After this we essentially check if the top of the stack is equal to the opposite of our current closing bracket. This is essentially the main trick. Remember the map that was made earlier? This is why it was made. So essentially, because a stack is last in, first out, the top of the stack is essentially the last open bracket we pushed, and we are checking if the top of that stack is equal to the opposite of our current closing bracket.

The last part is that we return false. Why do we return false here? This is because if we are on a closing bracket, and the current top is not equal to the opposite of our closing bracket, then we are overlapping. This would not follow the rules, so we would return false.

Lastly, we just check if the current size is 0, which means we popped off all of the opening brackets, meaning there is no open bracket without a matching closing bracket. If it’s not zero, we just return false as to say that the string is not balanced.

If you want to read the entire rules of this algorithm, you can read it here on hackerrank: https://www.hackerrank.com/challenges/balanced-brackets/editorial

Breadth First Search

This is similar to what I was doing when I was researching DFS (Depth First Search), which you can see below here I posted a link to my other posting.

Alright so hopefully the DFS algorithm makes sense. It’s very simple once you got it. Once you got it, you got it!

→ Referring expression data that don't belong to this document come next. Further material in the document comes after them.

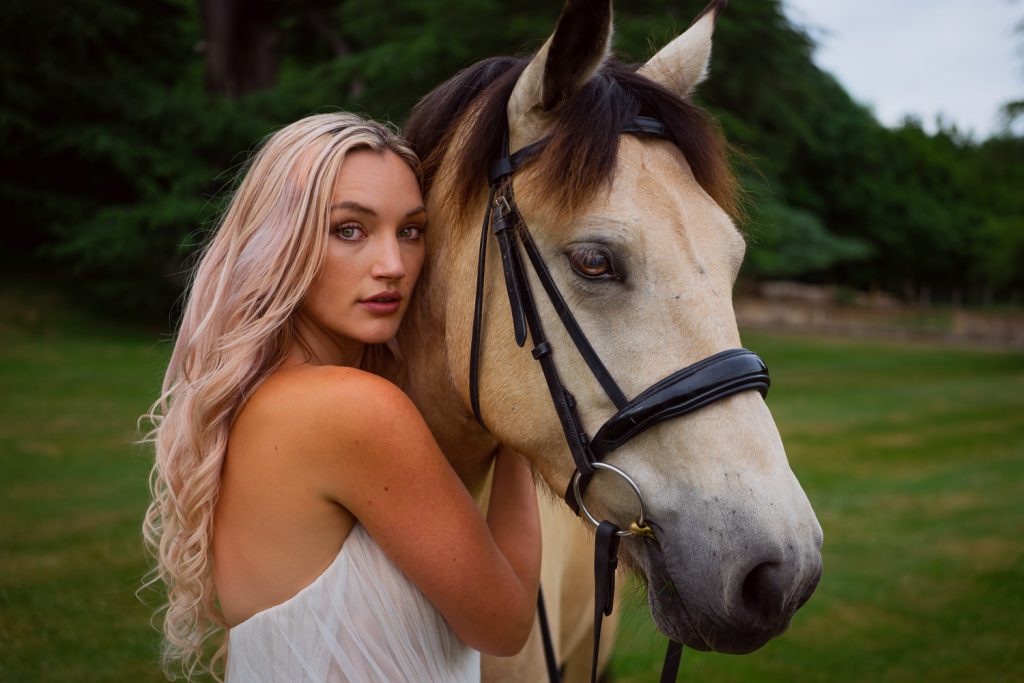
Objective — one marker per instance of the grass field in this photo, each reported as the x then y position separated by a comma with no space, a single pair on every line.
912,457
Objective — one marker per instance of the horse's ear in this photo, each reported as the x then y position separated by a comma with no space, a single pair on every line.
567,60
682,65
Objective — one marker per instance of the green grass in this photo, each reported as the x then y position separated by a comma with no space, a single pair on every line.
912,457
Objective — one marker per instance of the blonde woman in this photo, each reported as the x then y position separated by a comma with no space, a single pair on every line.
304,522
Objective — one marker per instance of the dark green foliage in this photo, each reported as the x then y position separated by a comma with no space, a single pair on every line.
116,154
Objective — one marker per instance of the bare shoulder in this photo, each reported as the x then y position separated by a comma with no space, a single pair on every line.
331,410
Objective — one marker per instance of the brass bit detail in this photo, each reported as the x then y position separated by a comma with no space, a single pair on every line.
646,530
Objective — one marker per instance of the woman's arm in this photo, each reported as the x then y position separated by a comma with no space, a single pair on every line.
376,457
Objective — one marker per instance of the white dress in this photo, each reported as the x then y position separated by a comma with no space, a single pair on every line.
359,622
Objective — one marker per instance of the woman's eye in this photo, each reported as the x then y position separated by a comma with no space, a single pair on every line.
349,231
411,232
593,263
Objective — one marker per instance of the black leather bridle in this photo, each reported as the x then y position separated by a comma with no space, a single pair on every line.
705,382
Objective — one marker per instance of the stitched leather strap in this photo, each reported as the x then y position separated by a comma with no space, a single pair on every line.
554,674
605,561
692,387
568,321
673,655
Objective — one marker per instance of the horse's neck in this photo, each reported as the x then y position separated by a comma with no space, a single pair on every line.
429,384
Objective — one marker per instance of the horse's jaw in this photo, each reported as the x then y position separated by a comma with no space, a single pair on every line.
737,549
686,617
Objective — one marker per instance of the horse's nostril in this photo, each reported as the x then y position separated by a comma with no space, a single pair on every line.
764,592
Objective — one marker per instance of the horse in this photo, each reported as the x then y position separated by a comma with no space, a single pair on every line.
639,236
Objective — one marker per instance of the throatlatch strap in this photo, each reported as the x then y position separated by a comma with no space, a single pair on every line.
605,561
474,346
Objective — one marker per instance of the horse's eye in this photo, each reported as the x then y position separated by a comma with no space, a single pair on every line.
592,262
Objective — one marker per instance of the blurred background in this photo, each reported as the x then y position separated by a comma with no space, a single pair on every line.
884,287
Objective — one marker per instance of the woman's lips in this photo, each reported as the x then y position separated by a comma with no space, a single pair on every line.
384,303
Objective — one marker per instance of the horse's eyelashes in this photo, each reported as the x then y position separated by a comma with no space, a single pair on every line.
593,263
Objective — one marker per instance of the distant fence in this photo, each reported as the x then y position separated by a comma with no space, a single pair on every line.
819,313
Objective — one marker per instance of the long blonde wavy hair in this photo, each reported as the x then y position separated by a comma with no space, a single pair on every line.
236,330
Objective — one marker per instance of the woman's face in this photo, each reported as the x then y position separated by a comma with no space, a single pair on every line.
374,255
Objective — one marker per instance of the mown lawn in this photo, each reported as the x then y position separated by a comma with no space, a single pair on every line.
912,457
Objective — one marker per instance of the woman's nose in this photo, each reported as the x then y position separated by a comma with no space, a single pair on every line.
388,263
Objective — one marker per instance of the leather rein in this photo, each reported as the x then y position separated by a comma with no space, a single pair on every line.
686,390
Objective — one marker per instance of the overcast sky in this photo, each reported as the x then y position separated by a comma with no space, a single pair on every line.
954,57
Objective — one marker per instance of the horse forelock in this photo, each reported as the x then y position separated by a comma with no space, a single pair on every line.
459,127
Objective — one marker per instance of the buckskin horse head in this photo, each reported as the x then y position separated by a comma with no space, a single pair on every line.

Breadth First Search is a little bit trickier, but don’t worry. It’s still easy to learn. For BFS, it might be implemented like this:

vector<string> breadthFirstSearch(vector<string> *array) {
    queue<Node*> q;
		array->push_back(name);
		q.push(this);
		
		while (!q.empty())
		{
			Node* n = q.front();
			q.pop();
			
			for (int i = 0; i < n->children.size(); i++)
			{
				if (count(array->begin(), array->end(), n->children[i]->name) == 0)
				{
					array->push_back(n->children[i]->name);
					q.push(n->children[i]);
				}
			}
		}
			
    return *array;
  }

In the above sample, this method will essentially print out all of the children of a graph in breadth first search. That is, level by level. However, in a real situation, you would simply return the node when you find what you are looking for.